In furtherance of my prior ideas on smart power, I wanted to add another one — the concept of backup power.

As I wrote before, I want power plugs and jacks to be smart, so they can negotiate how much power the device needs and how much the supply can provide, and then deliver it.

However, sometimes, what the supply can provide changes. The most obvious example is a grid power failure. It would not be hard, in the event of a grid power failure, to have a smaller, low capacity backup system in place, possibly just from batteries. In the event of failure of the main power, the backup system would send messages to indicate just how much power it can deliver. Heavy power devices would just shut off, but might ask for a few milliwatts to maintain internal state. (Ie. your microwave oven clock would not need an internal battery to retain the time of day and its memory.) Lower power devices might be given their full power, or they might even offer a set of power modes they could switch to, and the main supply could decide how much power to give to each device.

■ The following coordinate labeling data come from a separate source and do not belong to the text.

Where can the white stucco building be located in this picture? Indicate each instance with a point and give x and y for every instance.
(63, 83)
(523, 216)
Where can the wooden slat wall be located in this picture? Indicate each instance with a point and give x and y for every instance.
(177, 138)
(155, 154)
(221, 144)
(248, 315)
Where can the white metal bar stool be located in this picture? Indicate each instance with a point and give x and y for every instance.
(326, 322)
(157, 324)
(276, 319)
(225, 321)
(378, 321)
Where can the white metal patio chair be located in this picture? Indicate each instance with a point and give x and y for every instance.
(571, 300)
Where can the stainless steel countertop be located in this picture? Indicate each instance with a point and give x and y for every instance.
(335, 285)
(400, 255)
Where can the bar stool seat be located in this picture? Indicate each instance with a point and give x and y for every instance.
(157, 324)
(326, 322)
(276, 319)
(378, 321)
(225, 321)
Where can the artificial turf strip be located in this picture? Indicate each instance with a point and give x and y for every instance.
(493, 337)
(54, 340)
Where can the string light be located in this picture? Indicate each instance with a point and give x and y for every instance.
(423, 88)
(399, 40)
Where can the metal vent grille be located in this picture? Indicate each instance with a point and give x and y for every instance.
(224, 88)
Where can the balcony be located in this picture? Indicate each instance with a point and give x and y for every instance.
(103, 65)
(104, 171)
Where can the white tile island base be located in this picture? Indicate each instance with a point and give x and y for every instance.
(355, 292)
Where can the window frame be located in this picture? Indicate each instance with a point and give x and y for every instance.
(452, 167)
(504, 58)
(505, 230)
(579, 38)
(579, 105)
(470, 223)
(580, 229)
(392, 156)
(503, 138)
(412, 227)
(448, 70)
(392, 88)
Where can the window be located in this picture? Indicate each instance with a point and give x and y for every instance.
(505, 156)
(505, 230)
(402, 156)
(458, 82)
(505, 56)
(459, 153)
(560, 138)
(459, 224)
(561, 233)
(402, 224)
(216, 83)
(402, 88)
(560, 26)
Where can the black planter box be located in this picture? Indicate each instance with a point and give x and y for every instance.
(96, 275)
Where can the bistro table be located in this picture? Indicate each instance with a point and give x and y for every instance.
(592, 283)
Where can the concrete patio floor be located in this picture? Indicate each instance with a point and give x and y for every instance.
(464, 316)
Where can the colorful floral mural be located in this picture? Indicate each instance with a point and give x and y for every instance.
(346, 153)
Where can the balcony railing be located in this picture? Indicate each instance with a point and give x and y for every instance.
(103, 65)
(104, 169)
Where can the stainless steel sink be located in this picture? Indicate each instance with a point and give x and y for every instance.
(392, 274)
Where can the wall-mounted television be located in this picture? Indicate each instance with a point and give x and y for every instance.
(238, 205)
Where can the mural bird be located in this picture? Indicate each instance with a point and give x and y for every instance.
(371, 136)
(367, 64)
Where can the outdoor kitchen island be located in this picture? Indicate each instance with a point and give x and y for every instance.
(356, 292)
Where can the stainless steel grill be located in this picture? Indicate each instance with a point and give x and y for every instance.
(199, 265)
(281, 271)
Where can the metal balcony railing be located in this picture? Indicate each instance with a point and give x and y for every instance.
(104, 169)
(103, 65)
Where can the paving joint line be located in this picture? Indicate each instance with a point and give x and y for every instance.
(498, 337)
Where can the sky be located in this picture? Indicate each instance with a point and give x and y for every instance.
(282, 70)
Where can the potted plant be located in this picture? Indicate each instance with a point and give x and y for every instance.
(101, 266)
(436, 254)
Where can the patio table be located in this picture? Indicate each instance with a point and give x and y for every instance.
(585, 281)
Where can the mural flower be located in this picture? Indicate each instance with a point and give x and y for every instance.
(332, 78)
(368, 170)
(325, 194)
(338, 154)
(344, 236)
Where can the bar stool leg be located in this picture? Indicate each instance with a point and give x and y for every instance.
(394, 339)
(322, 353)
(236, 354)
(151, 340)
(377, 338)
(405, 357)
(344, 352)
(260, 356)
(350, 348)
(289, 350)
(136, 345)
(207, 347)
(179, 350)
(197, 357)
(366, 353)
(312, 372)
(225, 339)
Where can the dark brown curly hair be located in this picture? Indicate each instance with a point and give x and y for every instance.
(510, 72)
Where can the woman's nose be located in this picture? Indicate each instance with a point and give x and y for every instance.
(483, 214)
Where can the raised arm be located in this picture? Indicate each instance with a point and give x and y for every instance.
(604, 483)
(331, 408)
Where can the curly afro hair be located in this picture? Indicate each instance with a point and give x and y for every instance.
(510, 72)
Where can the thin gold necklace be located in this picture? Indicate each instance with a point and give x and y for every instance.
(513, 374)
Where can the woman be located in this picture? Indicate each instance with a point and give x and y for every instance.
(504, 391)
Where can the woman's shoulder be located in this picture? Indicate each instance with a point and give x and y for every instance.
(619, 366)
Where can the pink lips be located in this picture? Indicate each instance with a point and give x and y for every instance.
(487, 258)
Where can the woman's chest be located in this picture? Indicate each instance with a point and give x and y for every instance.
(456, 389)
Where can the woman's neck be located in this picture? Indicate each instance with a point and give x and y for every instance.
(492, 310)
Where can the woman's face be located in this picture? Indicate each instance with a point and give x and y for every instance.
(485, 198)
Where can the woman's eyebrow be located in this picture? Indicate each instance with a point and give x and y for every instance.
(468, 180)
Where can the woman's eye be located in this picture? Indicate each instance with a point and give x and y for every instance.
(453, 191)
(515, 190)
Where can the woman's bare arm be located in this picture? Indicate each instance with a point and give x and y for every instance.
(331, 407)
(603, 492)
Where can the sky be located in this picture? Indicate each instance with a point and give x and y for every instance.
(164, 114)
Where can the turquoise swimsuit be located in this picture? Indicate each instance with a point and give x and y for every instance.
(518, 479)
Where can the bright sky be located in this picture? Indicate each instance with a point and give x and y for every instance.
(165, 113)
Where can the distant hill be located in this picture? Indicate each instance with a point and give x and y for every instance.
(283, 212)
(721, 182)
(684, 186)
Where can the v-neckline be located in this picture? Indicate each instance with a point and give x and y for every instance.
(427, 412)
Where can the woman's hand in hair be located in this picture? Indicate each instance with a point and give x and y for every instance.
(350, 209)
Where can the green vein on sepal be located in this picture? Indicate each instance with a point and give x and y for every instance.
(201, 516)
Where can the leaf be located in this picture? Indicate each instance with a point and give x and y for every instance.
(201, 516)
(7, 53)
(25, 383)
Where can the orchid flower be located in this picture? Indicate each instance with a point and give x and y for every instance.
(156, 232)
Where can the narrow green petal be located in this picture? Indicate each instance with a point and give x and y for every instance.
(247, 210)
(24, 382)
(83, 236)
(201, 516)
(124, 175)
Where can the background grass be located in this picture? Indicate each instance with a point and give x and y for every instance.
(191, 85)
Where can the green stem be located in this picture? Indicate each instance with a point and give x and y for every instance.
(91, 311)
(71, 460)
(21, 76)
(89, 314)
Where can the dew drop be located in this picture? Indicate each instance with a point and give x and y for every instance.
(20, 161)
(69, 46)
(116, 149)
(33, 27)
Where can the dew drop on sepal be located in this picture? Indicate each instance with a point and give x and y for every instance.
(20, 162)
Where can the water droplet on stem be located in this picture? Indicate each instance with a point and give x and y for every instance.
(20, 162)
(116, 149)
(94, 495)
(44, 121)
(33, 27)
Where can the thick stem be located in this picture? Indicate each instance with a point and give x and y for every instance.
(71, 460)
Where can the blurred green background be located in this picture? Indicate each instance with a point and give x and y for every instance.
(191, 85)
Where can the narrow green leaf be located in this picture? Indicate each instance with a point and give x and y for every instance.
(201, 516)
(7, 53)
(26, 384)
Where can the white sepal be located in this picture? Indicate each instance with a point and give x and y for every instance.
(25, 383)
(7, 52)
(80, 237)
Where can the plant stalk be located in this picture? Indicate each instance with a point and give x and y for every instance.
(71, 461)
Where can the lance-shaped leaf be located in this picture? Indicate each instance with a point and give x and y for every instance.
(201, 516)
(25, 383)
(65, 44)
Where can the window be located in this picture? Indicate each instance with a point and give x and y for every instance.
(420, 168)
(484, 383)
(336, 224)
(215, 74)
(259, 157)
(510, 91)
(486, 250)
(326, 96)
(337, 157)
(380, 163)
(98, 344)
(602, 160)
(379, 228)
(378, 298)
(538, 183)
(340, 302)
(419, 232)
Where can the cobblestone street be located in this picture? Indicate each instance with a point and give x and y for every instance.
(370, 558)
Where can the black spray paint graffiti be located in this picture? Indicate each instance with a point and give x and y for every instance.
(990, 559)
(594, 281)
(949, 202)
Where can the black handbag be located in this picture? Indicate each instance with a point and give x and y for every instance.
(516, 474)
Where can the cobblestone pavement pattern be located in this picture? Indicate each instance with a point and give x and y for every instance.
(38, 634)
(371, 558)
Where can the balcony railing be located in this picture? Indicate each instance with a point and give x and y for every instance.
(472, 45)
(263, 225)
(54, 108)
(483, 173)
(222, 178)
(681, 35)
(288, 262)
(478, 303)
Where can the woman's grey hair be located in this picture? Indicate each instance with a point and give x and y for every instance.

Of course, devices not speaking this protocol, would just shut off. But things like emergency lights need not be their own system — though there are reasons from still having that in a number of cases, since one emergency might involve the power system being destroyed. However, battery backup units could easily be distributed around a building.

In effect, one could have a master UPS, for example, that keeps your clocks, small DC devices and even computers running in a power failure, but shuts down ovens and incandescent bulbs and the like, or puts devices into power-saving modes.

We could go much further than this, and consider a real-time power availability negotiation, when we have a power supply or a wire with a current limit. For example, a device might normally draw 100mw, but want to burst to 5w on occasion. If it has absolutely zero control over the bursts, we may have to give it a full 5w power supply at all times. However, it might be able to control the burst, and ask the power source if it can please have 5w. The source could then accept that and provide the power, or perhaps indicate the power may be available later. The source might even ask other devices if they could briefly reduce their own power usage to provide capacity to the bursting device.

For example, a computer that only uses a lot of power when it’s in heavy CPU utilization might well be convinced to briefly pause a high-intensity non-interactive task to free up power for something else. In return, it could ask for more power when it needs it. A clothes-dryer or oven our furnace or other such items could readily take short pauses in their high power drain activities — anything that uses a cycle rather than 100% on can do this.

This is also useful for items with motors. A classic problem in electrical design is that things like motors and incandescent lightbulbs draw a real spike of high current when they first turn on. This requires fuses and circuit breakers to be “slow blow” because the current is often briefly more than the circuit should sustain. Smart devices could arrange to “load balance” their peaks. You would know that the air conditioner compressor would simply never start at the same time as the fridge or a light bulb, resulting in safer circuits even though they have lower ratings. Not that overprovisioning for safety is necessarily a bad thing.

This also would be useful in alternative energy, where the amount of power available changes during the day.

Of course, this also applies to when the price of power changes during the day, which is one application we already see in the world. Many power buyers have time-based pricing of their power, and have timers to move when they use the power. In many cases whole companies agree their power can be cut off during brown-outs in order to get a cheaper price when it’s on. With smart power and real-time management, this could happen on a device by device basis.

These ideas also make sense in power over ethernet (which is rapidly dropping in price) which is one of the 1st generation smart power technologies. There the amount of power you can draw over the thin wires is very low, and management like this can make sense.